Change is ahead for me. Big changes in the way I live and take care of myself. I took a trip to see a holistic practitioner we used to visit when we lived in the Corpus Christi area. He's awesome. It was an incredibly enlightening trip. While stress was definitely a contributing factor to my visit to the ER, there are also some physical causes that are contributing to what I have been experiencing as well that the tests the traditional medical doctors performed did not find. I intend to take the information Dr. Wayne discovered through his testing to my regular family doctor to keep him in the loop. With my thyroid and the medication I take for it, I definitely want to be under the supervision of a medical doctor while taking supplements and dieting. In the next few blog posts, I'll be sharing my journey to wellness with you.

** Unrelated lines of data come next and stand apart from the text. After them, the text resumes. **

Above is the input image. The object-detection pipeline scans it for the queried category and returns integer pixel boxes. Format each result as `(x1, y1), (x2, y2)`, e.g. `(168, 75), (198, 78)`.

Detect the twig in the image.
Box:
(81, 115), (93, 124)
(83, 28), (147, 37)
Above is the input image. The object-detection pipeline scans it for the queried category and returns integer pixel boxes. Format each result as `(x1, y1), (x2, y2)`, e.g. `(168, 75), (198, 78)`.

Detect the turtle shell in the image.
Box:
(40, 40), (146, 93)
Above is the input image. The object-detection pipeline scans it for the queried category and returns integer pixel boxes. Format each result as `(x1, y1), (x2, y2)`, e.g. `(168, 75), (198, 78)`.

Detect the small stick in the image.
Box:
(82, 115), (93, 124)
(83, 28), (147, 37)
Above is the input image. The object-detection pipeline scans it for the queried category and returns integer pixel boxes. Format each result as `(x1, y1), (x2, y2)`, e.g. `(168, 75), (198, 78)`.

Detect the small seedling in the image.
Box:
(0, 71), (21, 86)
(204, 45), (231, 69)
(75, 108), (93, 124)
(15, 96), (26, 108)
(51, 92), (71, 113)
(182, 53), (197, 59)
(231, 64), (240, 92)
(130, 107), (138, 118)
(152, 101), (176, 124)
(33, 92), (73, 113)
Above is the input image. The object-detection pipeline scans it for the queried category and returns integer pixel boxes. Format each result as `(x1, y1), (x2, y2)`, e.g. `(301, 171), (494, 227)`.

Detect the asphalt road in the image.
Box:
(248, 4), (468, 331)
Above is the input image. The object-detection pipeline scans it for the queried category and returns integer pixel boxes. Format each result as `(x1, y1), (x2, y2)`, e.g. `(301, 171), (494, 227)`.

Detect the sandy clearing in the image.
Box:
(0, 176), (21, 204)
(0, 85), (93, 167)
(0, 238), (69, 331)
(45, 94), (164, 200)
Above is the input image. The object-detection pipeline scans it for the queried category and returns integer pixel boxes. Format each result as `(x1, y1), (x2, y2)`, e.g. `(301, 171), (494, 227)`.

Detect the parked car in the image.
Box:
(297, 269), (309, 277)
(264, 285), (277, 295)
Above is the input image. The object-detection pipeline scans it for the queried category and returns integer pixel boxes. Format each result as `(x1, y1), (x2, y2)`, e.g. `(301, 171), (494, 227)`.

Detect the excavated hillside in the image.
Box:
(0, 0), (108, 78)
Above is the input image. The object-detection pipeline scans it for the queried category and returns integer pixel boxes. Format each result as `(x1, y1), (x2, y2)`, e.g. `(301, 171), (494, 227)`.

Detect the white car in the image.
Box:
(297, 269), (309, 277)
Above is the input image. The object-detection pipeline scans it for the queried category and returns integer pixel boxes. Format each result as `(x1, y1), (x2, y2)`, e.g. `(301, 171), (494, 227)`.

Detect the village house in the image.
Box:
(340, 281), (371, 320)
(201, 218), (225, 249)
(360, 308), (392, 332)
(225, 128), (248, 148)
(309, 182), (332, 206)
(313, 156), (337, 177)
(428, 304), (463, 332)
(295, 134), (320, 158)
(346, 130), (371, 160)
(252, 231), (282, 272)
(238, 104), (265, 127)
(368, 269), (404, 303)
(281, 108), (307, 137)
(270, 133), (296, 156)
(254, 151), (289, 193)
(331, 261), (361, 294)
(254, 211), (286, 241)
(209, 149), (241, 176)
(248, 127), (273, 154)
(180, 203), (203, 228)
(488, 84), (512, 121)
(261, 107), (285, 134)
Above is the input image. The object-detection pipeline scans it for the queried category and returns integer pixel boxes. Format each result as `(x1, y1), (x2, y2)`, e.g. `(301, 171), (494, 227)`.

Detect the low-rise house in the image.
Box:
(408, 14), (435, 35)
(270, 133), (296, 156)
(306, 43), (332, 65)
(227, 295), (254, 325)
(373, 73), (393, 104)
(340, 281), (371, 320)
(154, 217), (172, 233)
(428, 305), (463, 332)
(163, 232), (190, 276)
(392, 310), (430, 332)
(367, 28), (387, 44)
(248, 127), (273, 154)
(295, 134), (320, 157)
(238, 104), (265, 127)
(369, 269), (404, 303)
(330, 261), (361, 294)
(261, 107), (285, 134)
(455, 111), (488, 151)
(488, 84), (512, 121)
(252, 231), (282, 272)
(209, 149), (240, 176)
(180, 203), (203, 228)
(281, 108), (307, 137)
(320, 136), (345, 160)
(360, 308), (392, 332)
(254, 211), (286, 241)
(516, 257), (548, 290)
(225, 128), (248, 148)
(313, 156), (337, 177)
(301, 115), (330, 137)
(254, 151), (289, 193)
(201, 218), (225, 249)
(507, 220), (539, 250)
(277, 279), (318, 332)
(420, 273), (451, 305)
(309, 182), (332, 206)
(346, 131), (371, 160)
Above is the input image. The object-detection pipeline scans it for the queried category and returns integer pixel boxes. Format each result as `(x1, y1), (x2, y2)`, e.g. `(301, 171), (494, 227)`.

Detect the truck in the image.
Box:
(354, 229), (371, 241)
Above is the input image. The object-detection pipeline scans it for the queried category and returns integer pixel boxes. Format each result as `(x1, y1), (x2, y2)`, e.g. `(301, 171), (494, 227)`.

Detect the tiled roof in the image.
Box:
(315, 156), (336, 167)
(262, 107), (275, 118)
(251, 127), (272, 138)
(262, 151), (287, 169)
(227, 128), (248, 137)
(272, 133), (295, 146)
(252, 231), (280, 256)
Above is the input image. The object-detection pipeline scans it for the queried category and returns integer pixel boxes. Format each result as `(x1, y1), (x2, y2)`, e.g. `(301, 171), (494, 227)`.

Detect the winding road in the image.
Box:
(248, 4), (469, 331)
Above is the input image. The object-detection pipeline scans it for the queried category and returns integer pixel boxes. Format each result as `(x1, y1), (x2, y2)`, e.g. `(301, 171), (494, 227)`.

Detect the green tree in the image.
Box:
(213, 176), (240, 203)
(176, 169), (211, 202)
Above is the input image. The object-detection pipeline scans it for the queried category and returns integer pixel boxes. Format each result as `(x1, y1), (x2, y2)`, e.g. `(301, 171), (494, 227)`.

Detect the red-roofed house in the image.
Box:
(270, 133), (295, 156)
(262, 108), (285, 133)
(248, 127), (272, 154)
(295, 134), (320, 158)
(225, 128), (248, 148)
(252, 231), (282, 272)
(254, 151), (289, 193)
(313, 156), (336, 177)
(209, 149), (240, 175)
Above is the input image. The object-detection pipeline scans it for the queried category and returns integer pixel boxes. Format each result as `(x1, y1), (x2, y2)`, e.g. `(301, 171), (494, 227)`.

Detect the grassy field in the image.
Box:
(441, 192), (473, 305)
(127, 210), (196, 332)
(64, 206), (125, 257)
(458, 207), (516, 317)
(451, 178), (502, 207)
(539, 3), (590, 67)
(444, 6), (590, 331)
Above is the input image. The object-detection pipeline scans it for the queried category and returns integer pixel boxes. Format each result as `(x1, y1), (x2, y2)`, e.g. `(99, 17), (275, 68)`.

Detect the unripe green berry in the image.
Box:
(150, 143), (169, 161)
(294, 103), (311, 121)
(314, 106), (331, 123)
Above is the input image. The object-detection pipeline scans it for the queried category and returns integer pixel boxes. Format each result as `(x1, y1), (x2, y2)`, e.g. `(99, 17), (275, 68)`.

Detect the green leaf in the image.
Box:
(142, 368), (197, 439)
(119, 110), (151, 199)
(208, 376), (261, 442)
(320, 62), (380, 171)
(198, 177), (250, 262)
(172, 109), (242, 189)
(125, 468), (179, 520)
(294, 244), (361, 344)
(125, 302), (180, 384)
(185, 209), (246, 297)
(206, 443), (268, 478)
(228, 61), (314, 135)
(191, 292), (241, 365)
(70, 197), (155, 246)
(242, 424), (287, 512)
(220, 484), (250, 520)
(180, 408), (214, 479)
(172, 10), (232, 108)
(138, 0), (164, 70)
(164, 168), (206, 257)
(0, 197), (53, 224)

I'll also share more details about my visit with Dr. Wayne and the diet plan and supplement regimen he recommended for me. In the mean time, I hope you will make time to take time to take care of you. That doesn't have to include a visit to a wellness doctor. It doesn't mean you have to take supplements or herbs, or go on a special diet. Sometimes it just means slow down and take it easy. Take a break, go for a walk, or call a friend. Do something to get your mind off things for awhile. You deserve it!